Os efeitos desta crise, no âmbito político, deram origem ao aparecimento de fortes partidos de extrema-direita, como por exemplo o nazismo na Alemanha, comandado por Hitler e em Portugal à ditadura protagonizada por Oliveira Salazar e mais tarde por Marcelo Caetano e que durou até ao 25 de Abril de 1974

Crise de 1983 – O Fundo Monetário Internacional (FMI) entra no país

A crise de 1983 teve muitos pontos comuns com a crise de 1929. De salientar as elevadas taxas de desemprego e as quedas dramáticas na produção agrícola, a elevada dívida externa, a queda da economia e muitas falências
Viveu-se então em Portugal um período de grande contestação social e frequentes manifestações.
“O programa aplicado foi muito exigente. Portugal recebeu 650 milhões de dólares do FMI - 3,5% do produto interno bruto da altura - e em troca aplicou cortes nos salários e no subsídio de Natal da função pública, aumentou os impostos e congelou as contratações e o investimento público. Além disso, avançou ainda com a desvalorização do escudo 13%, de forma a ganhar competitividade, tornando as exportações mais baratas e apetecíveis”
Portugal nessa época ainda tinha o escudo, ou seja uma moeda própria e a sua desvalorização veio a ajudar a ultrapassar a crise e a promover as exportações.

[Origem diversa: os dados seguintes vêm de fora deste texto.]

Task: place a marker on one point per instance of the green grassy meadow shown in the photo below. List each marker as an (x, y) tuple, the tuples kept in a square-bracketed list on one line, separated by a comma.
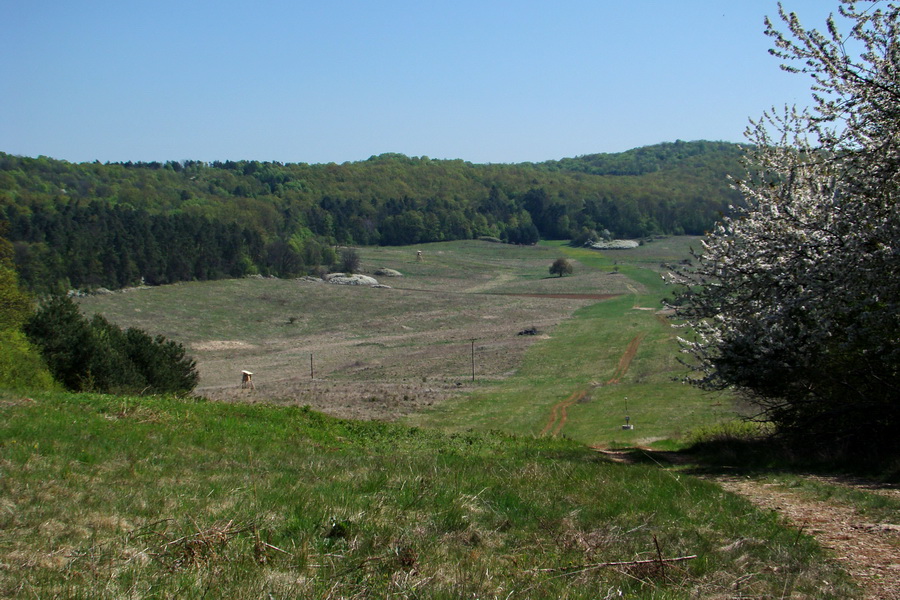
[(580, 367), (109, 497), (493, 492)]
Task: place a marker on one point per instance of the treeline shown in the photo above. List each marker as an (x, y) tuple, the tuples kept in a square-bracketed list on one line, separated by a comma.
[(93, 224)]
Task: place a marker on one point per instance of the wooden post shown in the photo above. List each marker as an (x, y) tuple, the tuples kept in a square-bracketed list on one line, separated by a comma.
[(247, 380)]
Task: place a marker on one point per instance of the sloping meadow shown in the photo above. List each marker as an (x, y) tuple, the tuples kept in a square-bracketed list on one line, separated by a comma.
[(113, 497)]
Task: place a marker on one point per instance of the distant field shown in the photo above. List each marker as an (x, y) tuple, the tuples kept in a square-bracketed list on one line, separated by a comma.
[(406, 352)]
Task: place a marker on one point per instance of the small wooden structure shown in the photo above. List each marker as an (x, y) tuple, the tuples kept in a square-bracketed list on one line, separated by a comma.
[(247, 380)]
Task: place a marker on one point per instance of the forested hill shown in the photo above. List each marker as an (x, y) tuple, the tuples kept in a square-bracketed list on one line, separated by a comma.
[(113, 224)]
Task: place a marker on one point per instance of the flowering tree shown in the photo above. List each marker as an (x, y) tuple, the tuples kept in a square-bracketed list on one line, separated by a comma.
[(795, 299)]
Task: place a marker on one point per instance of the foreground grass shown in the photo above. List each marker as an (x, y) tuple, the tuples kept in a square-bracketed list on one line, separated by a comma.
[(106, 497)]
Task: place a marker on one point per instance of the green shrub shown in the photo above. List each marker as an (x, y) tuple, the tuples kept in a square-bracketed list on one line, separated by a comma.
[(21, 367), (99, 356)]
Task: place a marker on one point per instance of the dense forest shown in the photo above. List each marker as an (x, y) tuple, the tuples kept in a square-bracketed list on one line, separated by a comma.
[(118, 224)]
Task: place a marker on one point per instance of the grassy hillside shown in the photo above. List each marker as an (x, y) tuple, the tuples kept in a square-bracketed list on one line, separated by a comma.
[(407, 351), (112, 497), (613, 358)]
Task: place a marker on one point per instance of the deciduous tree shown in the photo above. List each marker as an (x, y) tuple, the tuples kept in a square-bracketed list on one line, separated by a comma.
[(795, 300)]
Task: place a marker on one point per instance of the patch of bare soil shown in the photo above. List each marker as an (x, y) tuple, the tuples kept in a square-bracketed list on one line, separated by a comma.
[(559, 414), (870, 552), (625, 361), (386, 367)]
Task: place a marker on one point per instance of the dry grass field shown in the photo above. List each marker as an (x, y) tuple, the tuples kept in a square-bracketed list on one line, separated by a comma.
[(367, 352)]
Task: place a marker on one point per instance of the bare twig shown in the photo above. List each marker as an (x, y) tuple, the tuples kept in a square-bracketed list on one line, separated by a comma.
[(626, 563)]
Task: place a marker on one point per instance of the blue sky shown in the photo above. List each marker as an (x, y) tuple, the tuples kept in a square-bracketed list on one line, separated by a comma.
[(300, 81)]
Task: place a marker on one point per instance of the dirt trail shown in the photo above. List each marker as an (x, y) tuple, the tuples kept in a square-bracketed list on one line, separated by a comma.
[(559, 413), (870, 552), (625, 361)]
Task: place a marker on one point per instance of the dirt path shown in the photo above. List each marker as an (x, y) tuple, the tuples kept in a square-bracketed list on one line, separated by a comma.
[(559, 414), (559, 411), (626, 359), (870, 552)]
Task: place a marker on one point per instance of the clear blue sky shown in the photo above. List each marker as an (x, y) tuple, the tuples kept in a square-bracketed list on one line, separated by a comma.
[(340, 80)]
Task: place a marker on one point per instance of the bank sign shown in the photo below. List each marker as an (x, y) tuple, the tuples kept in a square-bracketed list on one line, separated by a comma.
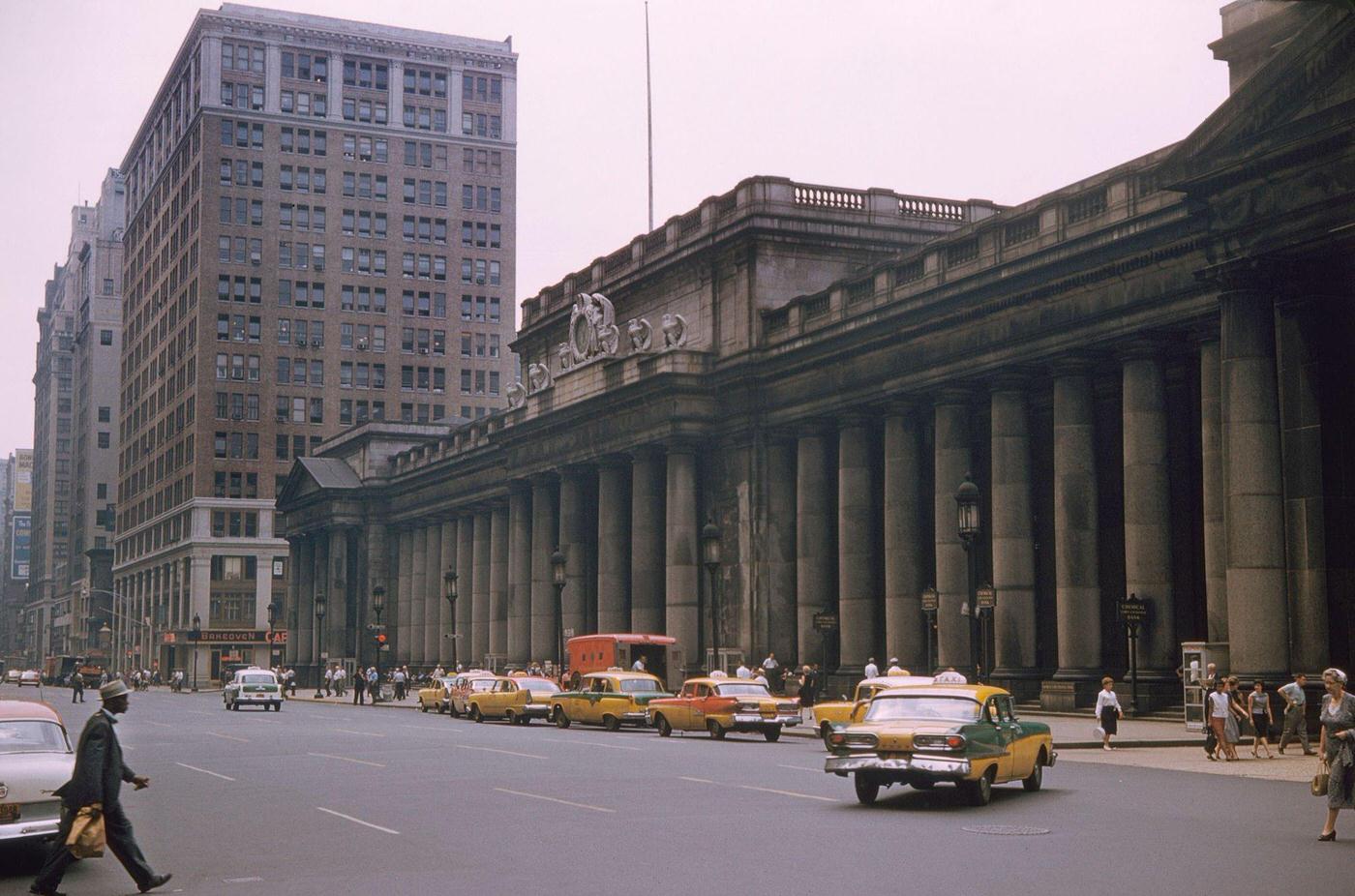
[(20, 547)]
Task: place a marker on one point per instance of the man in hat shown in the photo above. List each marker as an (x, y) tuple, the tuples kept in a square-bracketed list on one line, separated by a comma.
[(98, 777)]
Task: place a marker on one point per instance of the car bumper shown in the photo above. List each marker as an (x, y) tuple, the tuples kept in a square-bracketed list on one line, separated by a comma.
[(944, 767)]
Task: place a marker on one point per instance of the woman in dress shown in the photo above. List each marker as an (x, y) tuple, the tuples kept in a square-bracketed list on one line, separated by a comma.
[(1338, 747), (1257, 706)]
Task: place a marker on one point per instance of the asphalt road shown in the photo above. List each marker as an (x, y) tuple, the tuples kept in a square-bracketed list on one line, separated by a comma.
[(329, 800)]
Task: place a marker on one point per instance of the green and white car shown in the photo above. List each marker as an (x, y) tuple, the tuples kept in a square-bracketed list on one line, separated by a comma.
[(253, 686)]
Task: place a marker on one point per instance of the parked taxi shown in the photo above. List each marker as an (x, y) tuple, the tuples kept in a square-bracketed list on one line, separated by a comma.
[(463, 685), (840, 712), (437, 694), (610, 699), (36, 758), (968, 734), (517, 700), (720, 705)]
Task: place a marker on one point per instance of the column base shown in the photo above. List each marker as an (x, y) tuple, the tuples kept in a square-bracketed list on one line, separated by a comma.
[(1025, 683)]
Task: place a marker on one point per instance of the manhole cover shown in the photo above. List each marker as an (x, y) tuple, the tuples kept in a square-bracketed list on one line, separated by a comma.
[(1007, 830)]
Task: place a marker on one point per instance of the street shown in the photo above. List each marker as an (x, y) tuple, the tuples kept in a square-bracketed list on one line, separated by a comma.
[(324, 798)]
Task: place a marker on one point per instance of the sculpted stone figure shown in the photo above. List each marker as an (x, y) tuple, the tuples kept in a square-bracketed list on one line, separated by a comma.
[(592, 327), (641, 334), (675, 331)]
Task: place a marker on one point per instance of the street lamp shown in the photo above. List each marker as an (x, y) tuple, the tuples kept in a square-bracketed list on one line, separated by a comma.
[(449, 591), (196, 635), (557, 579), (378, 604), (966, 507), (710, 536), (320, 640)]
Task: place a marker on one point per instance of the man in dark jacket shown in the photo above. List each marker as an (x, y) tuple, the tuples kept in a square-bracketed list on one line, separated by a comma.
[(98, 777)]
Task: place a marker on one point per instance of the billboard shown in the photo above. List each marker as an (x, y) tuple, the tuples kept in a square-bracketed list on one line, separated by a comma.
[(20, 544)]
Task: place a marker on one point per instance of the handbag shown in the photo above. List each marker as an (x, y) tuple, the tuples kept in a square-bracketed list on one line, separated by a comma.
[(88, 837)]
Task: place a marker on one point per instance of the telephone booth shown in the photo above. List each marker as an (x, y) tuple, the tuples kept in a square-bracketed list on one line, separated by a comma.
[(1195, 659)]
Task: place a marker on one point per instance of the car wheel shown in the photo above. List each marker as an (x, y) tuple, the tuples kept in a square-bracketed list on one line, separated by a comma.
[(1037, 776), (867, 790), (979, 791)]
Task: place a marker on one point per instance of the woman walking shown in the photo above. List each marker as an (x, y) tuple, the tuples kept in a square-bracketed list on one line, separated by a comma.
[(1257, 706), (1107, 712), (1338, 747)]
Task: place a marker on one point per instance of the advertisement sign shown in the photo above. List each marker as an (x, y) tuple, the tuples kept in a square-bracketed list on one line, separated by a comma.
[(20, 547)]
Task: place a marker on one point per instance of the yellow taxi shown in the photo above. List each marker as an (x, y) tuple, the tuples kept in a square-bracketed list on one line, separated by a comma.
[(612, 699), (515, 699), (720, 705), (840, 712), (968, 734)]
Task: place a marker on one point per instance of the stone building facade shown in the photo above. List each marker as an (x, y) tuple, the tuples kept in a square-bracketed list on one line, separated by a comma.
[(1144, 373)]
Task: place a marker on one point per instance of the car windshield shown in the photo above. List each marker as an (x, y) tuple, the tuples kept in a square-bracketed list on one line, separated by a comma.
[(26, 734), (742, 690), (920, 706)]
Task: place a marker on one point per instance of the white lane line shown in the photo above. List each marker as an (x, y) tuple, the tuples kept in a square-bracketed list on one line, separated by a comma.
[(537, 796), (376, 827), (185, 764), (365, 733), (788, 793), (361, 762), (507, 753), (244, 740)]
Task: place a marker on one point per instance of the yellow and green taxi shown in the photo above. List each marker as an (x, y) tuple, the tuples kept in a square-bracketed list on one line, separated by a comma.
[(962, 733), (437, 694), (515, 699), (720, 705), (840, 712), (610, 699)]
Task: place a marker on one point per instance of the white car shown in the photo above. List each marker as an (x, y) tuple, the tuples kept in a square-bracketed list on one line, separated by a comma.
[(254, 686), (36, 758)]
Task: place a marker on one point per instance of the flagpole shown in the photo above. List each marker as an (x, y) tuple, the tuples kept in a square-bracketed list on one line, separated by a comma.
[(649, 115)]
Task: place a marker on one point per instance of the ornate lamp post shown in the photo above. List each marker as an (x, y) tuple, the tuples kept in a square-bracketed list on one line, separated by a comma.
[(710, 536), (966, 507), (557, 579), (449, 591), (321, 605), (196, 636)]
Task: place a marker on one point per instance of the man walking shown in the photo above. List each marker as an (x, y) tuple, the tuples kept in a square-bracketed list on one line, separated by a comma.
[(1296, 714), (98, 778)]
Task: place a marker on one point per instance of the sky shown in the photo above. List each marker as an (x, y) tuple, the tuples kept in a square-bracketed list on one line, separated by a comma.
[(961, 99)]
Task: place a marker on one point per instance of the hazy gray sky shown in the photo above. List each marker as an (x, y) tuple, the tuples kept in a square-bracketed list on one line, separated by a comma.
[(958, 98)]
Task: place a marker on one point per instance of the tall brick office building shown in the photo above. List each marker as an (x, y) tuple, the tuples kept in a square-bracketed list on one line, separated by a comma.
[(320, 232)]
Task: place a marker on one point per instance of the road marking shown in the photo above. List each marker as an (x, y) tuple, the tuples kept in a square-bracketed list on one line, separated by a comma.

A crise que sentimos todos os dias na atualidade

Portugal vive hoje uma situação de crise económica, social e política que se agrava de dia para dia. Há quem considere a atual crise em Portugal, como a mais grave que se viveu nos últimos 150 anos.
De referir que esta crise está a fazer sentir os seus efeitos não só em Portugal mas em muitos países, principalmente da Comunidade europeia.
Assim, em 2011, o país, confrontado com uma elevadíssima dívida externa e com uma profunda crise económica e financeira viu-se obrigado a pedir ajuda. Num comunicado do Governo, os portuguese foram informados: "O Governo decidiu dirigir à Comissão Europeia um pedido de financiamento", a terceira vez no espaço de 30 anos
Esta crise é caracterizada, sobretudo, pela estagnação da economia e o aumento do desemprego que em Portugal atinge quase um milhão de portugueses. A dificuldade dos Bancos também estão a originar com que as PME não possam recorrer ao crédito e assim aumentar a produção e criar mais emprego.
A austeridade, em parte imposta pela Troika, faz com que o se fragilize o Estado social e diminuam os apoios aos cidadãos, nomeadamente no âmbito da saúde, da educação e da segurança social.
O corte nos vencimentos retrai o consumo e assim a economia também não cresce.
Naturalmente as consequências da crise também se fazem sentir no Distrito de Bragança, principalmente nas cidades e vilas onde a principal atividade económica assenta no sector do Estado, nomeadamente nos funcionários públicos.
Com a redução dos vencimentos da Função pública todo o comércio se esta a ressentir, pois as pessoas são obrigadas a reduzir drasticamente ao consumo.
Já é notório o número de falências que se verificam em todo o distrito, nomeadamente na cidade de Bragança, afetando principalmente o pequeno comércio tradicional. Um dos sectores mais penalizado pela crise é o sector da construção civil, pois as habitações não se vendem pela recusa dos empréstimos bancários para a compra de habitação e também pela redução dos rendimentos das famílias.
Por outro lado, o decréscimo do número de alunos em todos os estabelecimentos de ensino contribui para fragilizar ainda mais a precária economia do distrito de Bragança
No meio rural o impacto da crise não se sente tanto em virtude de ainda se praticar uma agricultura e uma pecuária, muitas vezes de sobrevivência que minimizam as dificuldades.
Por isso, o objetivo central da economia portuguesa tem de ser o reforço da competitividade das empresas que permita aumentar, de forma sustentada, as exportações.
Sem dúvida, como nas crises anteriores, Portugal irá superar esta crise, só não sabemos quando, nem quando haverá um sinal de esperança para os milhares de desempregados que não vislumbram o mais ténue sinal de luz ao fundo do túnel.
Para documentar o impacto da crise no comércio tradicional em Bragança, entrevistamos um empresário do ramo livreiro e material escolar, tendo em conta a diminuição da população escolar e da importância que as escolas tinham na economia local, bem como a diminuição dos rendimentos das famílias

Uma certa pobreza envergonhada

Principalmente nas vilas e cidades já se notam grandes dificuldades, nomeadamente no acesso aos bens de primeira necessidade.
O fenómeno da fome já está presente em muitas famílias, sobretudo quando os dois membros do casal estão desempregados.
Por outro lado, aumenta uma certa pobreza envergonhada que cada vez mais recorre a Instituições sociais que fornecem gratuitamente alimentos, ou refeições confecionadas e outros serviços.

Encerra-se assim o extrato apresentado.